Still, when I ordered theĀ  Vive, I felt that despite its rather hefty price tag (and the amount of hustling I needed to do to pay for it) it was the right purchase, as both investment in game development and entertainment. So I jumped on the pre-order hype train and started working out ways to pay for the darn thing (and took a bit of griping from the wife…) Luckily, when the shipping noticed came, it was slated for delivery when we were going to be home, as opposed to the Rift, which was delivered while we were on vacation.

So my Vive was delivered and I hastily set it up – and poked around in my new VR settings…

Ye gods – the thing was slick. I mean, the visuals weren’t as good as I was hoping, but the interactivity and room scale just blew everything out of the water. The controllers reminded me of the old Wii, being able to interact in a way that felt natural and intuitive. The Aperture Science orientation experience was spot on. I then quickly downloaded the bundled software that came with it. And was doubly amazed.

I was a bit hampered with my small office space, so I couldn’t take full advantage of ‘Fantastic Contraption’ but the few levels I could do showed amazing potential for clever party games and problem solving.

Then I loaded up ‘The Lab’

I hadn’t even started porting over my DK2 Unity projects when I was taken over by an irresistible urge to scrap EVERY single thing I had worked on until that moment and throw it all away to being making a ‘Thief: The Dark Project’ homage /remake within 30 seconds of playing ‘Longbow’ – I could easily see how it would work – since Thief used stealth and thinking rather than run & gun, locomotion could be slowed down to not upset the player and make people nauseous. Fast movement could use some style of teleportation with a ‘cool-down’ period so it wouldn’t be overused. The controllers as blackjack / sword – and yes, the Longbow mechanics for those water / fire / rope arrows. My mind lit up with the ideas of raycast lights and multi-resolution hit boxes, so you would have to duck out of the shadows and not just stand in them. Leaning around corners to watch enemy patrols. I was ready to pull out the ol’ game design notebook and start diving into a Sisyphean task when I reminded myself of the sheer difficulty of just getting animations triggered in a simple way – THIS project would suffer defeat in less than a week, due to its complexity. Oh well – I can always hope that someone ports The Dark Mod over to VR, much like the excellent Doom 3 BFG mod.

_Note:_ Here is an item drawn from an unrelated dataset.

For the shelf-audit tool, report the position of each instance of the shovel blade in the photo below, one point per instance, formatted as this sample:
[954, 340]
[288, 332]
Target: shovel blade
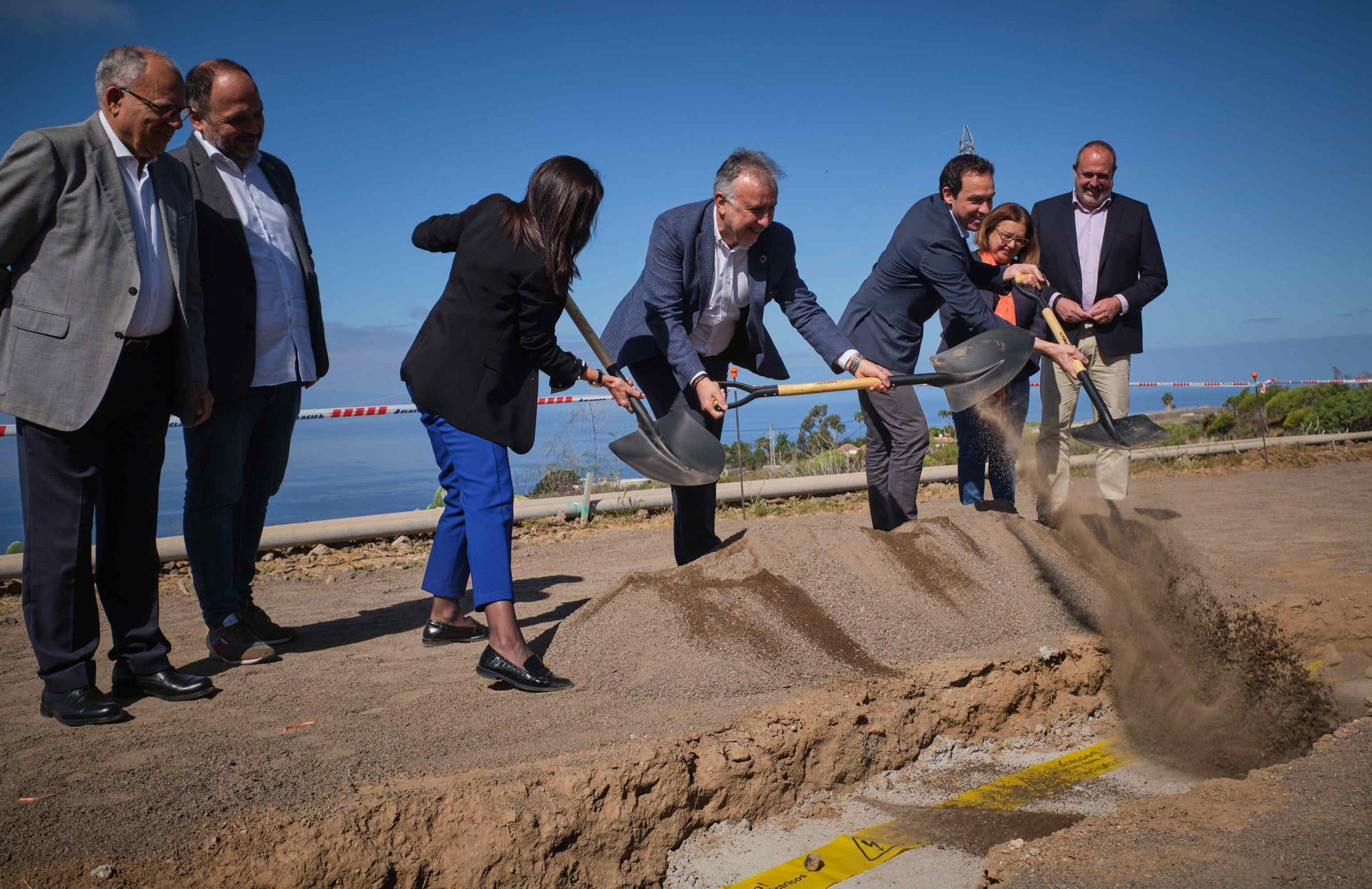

My next dive into the Vive was Tiltbrush – and while initially impressive, I found myself underwhelmed by a few shortcomings: there was no export and everything was simply flat 2D extrusions. I know some of these issues have been addressed since, but what I truly wanted was a 3D sculpting experience, like Sculptris in VR. I’ve seen a few polygonal editors and a few sculpting programs, hopefully they will improve with time.

So, a year later – I’m still blown away by the Vive – things like wireless, or wider FOV will be nice, but in the meantime, dev’ing for it is one of the most amazing challenges I’ve ever done, and its still the go-to entertainment. When the wife takes the kids to grandmas for an overnight; my neighbors willingly bring beers in exchange for blasting zombies in VR.